Die Zwillinge werden oft, auch von mir, als Intellektuelle des Tierkreises oder als Wissbegierige, und bloß auf Kopf-Niveau Reisende reduziert. (Damit meine ich wie immer nicht die Zwillinge als Menschen, sondern als Prinzip, wie jedes Zeichen ein Prinzip, eine Wesensart beschreibt.) Ich nehme das jetzt alles theatralisch zurück und sage: Wie schön, dass heute, an meinem empirischen Zwillings-Vollmond-Recherche-Tag – an dem ich von 6 Uhr morgens bis um 20 Uhr abends unter Leuten war, am Telefon, auf fb., mit unzähligen Fremden, mit Bekannten, mit Kollegen und Freunden – dass also an diesem Tag alles aus vielen wärmenden und ehrlichen und munteren und weichen Wörtern gewebt war! So wie ich sie meinte, wie ich sie fühlte, im passenden Ton sprangen sie aus meinem Mund hinein in den Raum.
Wie viel mehr das Schwimmen, Fliegen und Tauchen Spaß macht, wenn dieses Meer so festlich geschmückt ist mit Lichtern, kleinen leuchtenden Signalen, mit Sinn und mit Verbindungspunkten zwischen uns allen. Ich habe lange nicht mehr so gerne mit so vielen Leuten über so vieles gesprochen habe wie heute. Es war tatsächlich meer-like. Aber dann nicht so dunkelblau-nächtlich und auch nicht lau und mittelmäßig, sondern mehr schillernd hell und überall mit Goldlichtern verziert. Warm und weit, endlos, so leichtherzig und mühelos.

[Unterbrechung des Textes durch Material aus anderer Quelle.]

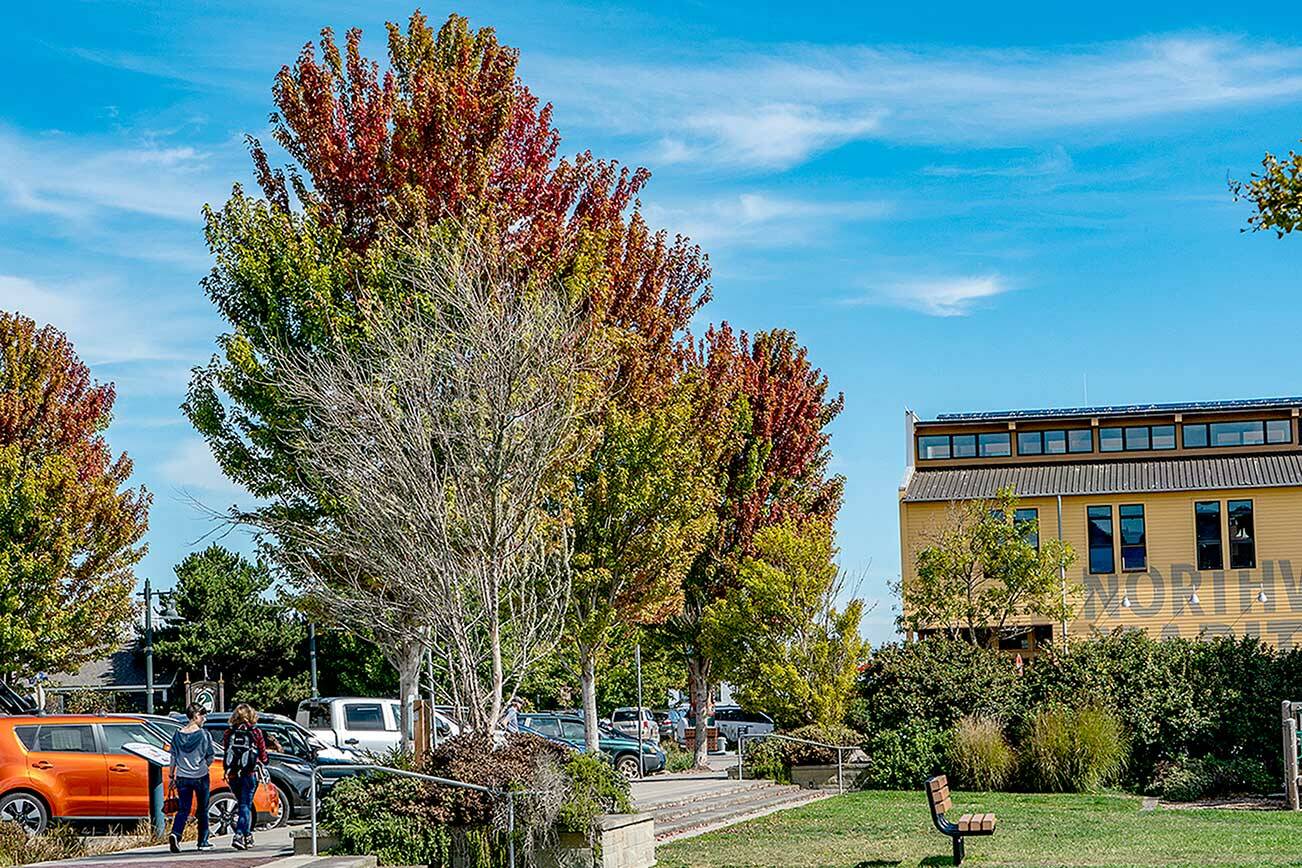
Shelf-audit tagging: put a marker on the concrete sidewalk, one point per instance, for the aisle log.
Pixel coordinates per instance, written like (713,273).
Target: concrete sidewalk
(268,846)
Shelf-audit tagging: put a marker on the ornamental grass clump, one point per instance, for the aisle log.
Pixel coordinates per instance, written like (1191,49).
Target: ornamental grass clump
(981,756)
(1074,751)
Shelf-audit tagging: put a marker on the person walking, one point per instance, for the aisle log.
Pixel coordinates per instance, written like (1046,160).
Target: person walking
(245,751)
(192,755)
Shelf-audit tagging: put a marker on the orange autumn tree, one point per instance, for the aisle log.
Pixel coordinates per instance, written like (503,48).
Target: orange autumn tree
(69,528)
(445,134)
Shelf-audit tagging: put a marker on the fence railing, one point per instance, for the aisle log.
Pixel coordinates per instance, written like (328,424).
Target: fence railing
(509,795)
(755,737)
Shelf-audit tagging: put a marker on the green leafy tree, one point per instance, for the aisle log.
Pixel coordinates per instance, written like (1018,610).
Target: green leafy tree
(779,634)
(69,528)
(643,506)
(983,575)
(233,626)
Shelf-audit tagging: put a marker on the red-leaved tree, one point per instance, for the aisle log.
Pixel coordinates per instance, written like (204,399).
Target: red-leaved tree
(69,531)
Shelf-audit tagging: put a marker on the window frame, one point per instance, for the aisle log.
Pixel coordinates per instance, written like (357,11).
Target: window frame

Da kann man auch ohne mit der Wimper zu zucken durch das dezemberische Berlin laufen und sich nicht im geringsten an irgendwelchen Zwischenfällen oder Wintergrauheiten stören. Denn es ist alles EIN Meer, EIN endloses Netz, in dem man Spannungen mit einem, nämlich dem genau dafür richtigen Wort auflösen kann, so wie man eine Schraube mit dem passenden Schraubenzieher aus der Wand holt, ganz praktisch und simpel. So war es heute in meiner gemütlichen Ecke des Meeres. Zum Glück mit etwas mehr Zauber als beim Schraubenziehen.
Wie war es bei euch? Habt ihr auch gebadet in den Wörtern und Zeichen und Lichtpunkten auf hoher See? Oder eher auf dem Schiff das Steuerrad herumgerissen, bei Sturm und Regen? Oder bei innerem Sonnenschein in vollkommener Stille das Meer genossen?
Ich bin gespannt und wünsche euch genau das Meer, was Euch am besten gefällt, und die Wörter, die euch am besten in winterzufriedene Stimmung versetzen und zum Lächeln bringen, und die GesprächspartnerInnen, die mit euch segeln, baden, tauchen und fliegen!
Ganz liebe Grüße mit viel Geglitzer auf der Wasseroberfläche.